Friday, July 13, 2012

The Shaw Fire And Why It Matters

At 7:12am MDT on July 13, 2012, Alberta Treasury Branch tweeted that their online systems were officially back up, approximately 40 hours after the fire in Shaw Court took out the primary servers of the data center they exist in and water from a sprinkler system took out their backup servers sitting in the same location

I’ve been on a bit of a rant lately about the thoroughness of IT architecture and this unfortunate incident makes me angry.

I know there’s a lot of debate going on around why sprinklers were in the data center and why a non-water-based fire suppression system wouldn’t have been used.  As my buddy Mike D. explains, in a world where inert gas and other forms of fire suppression are very expensive, there are many data centers that actually opt for sprinklers (with an important caveat, which I will explain in a moment).

When hardware was expensive, we tried to save the hardware with non-water solutions.  As hardware became cheaper, the services provided by the hardware (and not the hardware itself) became the priority, which means bouncing control to the secondary site while aggressive fire suppression (including water) deals with the primary location. 

The following statement, released yesterday, explains why this incident makes me angry as an architect:

The system-wide outage was caused when a transformer exploded in an electrical room at Shaw Communications’ downtown headquarters Wednesday afternoon. Although the backup system was activated, when the sprinklers came on, they were also taken out.

This statement violates a basic truth in IT infrastructure.

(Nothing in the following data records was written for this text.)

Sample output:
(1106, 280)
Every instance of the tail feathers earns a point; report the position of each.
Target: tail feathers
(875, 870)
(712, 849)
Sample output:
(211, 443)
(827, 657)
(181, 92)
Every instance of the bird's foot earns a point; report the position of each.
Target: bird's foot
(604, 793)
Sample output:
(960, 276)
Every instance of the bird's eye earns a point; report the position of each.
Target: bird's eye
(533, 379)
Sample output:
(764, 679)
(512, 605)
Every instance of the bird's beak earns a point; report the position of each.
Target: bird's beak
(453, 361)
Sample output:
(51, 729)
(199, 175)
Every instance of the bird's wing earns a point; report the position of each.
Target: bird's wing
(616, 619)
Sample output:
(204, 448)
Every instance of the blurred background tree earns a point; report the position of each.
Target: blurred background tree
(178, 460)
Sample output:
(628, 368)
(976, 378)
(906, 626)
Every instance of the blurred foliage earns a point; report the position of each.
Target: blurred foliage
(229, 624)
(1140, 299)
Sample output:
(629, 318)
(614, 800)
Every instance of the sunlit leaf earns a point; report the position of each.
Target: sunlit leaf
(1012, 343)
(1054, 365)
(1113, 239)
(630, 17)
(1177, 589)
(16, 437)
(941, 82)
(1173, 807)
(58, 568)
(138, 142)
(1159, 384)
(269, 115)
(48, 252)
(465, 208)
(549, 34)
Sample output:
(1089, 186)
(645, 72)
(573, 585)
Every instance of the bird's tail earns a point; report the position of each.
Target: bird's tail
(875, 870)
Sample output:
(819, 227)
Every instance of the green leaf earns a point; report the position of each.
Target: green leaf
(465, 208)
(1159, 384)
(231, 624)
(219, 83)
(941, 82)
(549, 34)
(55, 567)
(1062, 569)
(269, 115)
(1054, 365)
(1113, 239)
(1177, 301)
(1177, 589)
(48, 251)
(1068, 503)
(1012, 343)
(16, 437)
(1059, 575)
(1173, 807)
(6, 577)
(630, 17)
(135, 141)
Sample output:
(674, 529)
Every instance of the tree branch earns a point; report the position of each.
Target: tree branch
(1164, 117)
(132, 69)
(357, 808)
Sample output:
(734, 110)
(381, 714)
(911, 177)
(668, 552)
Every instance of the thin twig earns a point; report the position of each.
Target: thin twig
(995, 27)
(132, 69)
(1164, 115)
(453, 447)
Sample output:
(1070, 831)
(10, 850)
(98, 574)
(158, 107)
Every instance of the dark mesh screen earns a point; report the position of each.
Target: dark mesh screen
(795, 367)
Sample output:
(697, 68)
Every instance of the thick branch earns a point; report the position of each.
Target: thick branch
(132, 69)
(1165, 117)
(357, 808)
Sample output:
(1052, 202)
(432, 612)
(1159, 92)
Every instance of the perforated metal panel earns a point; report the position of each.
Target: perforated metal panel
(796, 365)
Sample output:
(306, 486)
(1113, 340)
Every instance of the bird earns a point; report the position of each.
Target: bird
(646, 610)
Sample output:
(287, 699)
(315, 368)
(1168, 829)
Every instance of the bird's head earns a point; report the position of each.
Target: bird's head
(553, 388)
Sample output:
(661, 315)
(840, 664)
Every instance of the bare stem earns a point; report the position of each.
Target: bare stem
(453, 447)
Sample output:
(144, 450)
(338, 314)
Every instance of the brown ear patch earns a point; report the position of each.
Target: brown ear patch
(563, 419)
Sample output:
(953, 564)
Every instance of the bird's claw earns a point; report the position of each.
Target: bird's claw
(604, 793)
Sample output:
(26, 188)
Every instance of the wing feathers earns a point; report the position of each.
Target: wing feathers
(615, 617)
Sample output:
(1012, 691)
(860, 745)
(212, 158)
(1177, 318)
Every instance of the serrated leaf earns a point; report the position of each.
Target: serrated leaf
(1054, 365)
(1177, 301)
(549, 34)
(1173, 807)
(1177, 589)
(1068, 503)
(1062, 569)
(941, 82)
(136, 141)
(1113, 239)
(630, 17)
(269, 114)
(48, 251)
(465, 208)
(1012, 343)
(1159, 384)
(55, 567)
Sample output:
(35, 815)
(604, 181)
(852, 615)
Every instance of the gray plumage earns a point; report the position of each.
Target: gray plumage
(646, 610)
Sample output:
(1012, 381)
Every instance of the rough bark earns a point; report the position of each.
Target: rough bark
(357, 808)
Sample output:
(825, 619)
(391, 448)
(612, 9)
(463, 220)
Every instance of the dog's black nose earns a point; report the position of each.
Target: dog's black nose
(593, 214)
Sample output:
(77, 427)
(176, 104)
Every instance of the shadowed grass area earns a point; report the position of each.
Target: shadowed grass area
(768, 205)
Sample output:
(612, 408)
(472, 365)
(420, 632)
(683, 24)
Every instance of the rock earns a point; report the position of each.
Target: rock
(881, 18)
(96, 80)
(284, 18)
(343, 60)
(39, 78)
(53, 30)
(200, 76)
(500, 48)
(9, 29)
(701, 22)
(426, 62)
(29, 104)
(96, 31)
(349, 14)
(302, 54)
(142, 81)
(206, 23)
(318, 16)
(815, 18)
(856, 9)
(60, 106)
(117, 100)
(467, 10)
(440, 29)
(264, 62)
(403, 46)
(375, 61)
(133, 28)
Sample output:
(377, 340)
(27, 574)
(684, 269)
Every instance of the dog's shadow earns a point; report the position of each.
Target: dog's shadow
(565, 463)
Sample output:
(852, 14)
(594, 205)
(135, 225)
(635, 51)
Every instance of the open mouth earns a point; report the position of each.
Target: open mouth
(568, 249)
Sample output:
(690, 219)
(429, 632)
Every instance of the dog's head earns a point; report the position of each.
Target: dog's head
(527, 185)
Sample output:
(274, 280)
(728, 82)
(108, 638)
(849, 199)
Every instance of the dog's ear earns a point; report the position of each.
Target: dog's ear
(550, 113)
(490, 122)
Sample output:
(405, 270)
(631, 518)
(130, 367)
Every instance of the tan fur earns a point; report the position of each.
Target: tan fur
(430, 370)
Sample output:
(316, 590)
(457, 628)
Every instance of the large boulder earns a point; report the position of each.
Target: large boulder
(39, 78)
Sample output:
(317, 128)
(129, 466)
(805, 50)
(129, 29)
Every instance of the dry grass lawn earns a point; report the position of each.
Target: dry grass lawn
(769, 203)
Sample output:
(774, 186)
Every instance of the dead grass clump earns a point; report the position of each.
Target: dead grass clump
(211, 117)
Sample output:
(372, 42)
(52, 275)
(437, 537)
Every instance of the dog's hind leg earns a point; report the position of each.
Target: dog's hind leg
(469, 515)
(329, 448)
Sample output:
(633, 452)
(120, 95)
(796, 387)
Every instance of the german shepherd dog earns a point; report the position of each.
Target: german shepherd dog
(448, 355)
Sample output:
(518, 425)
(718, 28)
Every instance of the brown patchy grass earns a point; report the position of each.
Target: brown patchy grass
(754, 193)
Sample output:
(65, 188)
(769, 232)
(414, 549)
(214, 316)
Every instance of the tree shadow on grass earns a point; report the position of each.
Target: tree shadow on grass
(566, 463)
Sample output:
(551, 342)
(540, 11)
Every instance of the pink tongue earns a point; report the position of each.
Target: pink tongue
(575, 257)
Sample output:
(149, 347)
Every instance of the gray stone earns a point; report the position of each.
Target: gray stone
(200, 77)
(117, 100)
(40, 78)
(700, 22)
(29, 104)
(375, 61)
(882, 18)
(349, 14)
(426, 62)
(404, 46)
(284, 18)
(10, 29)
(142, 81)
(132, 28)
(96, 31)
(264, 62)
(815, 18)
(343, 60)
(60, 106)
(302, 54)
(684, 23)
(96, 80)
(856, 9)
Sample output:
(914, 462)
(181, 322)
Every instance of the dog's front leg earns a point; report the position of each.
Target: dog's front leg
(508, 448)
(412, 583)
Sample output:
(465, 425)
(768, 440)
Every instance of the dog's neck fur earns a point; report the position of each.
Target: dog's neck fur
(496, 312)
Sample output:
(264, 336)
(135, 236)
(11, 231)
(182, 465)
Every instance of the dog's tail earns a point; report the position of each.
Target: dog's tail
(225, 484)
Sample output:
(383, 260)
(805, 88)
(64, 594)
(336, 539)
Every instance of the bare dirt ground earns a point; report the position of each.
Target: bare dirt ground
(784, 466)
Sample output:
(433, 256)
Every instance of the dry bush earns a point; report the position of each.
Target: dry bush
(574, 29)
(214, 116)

It doesn’t matter if your building is fire proof, earthquake proof, tornado proof, nuclear bomb proof or whether it has its own nuclear reactor for unlimited power.  It doesn’t matter if error-prone humans are not allowed in the building, replaced by “perfect robots” (created by error-prone humans).

You never put your primary and backup servers in the same place.

There’s one thing that we know about IT and communications.

Murphy’s Law rules everywhere.

When you put your primary and secondary systems together, you are doing so while crossing your fingers, picking a 4-leaf clover, sacrificing a goat to the gods and saying a silent prayer that bad things won’t happen to you.

Most people who put both systems together often do it because:

1. They are saving money

2. They don’t know any better

3. They are overly confident of their solution

4. They don’t care, exposing themselves to Hanlon’s Razor – “Never attribute to malice that which is adequately explained by stupidity.”

Money Rules the Day

I suspect it was reason #1 … well, I hope it was anyway because the other 3 reasons are REALLY problematic.

The reason this event makes me angry is that physical separation of primary and failover servers is basic, teach-the-kids-in-college stuff.

And so when I see some significant names taken out because economics seem to have ruled the day, I wonder what other architectural best practices have been compromised by economics – best practices in the areas of privacy, security or other areas.

I worry because I have seen over the years that the factors listed above tend to not settle in just one area of an organization’s architectural best practices.  Once factors that limit effective solutions are present, they tend to be pervasive through all aspects of an organization’s IT solutions.

If it was for reasons 2-4 (non-financial reasons), the players involved need to be considered for re-education, reprimand or “retirement”, including but not limited to:

1. The architect(s) who designed the solution.

2. The data center facility manager(s) who approved it.

3. The customer service exec(s) who sold it to other orgs (unless they don’t understand it, in which case they shouldn’t be selling it anyway).

Regardless of the reason, the following need to be considered for the same “special treatment”:

1. The leadership team of the creator of the solution.

2. The buyers representing ATB, Alberta Health Services or other groups who evaluated and recommended use of the solution.

3. The leadership team of the buyers who signed off on the solution.

If it was for reason #1 (which, in a twisted sort of way, offers the most comfort), the bean counters now need to reflect on the result of their cost saving venture as they sort out consumer impact and a multi-tier service level agreement involving IBM, Shaw Communications and the many users of the facilities, including ATB, Service Alberta, Alberta Health Services (which cancelled surgeries as a result of the fire) and other groups.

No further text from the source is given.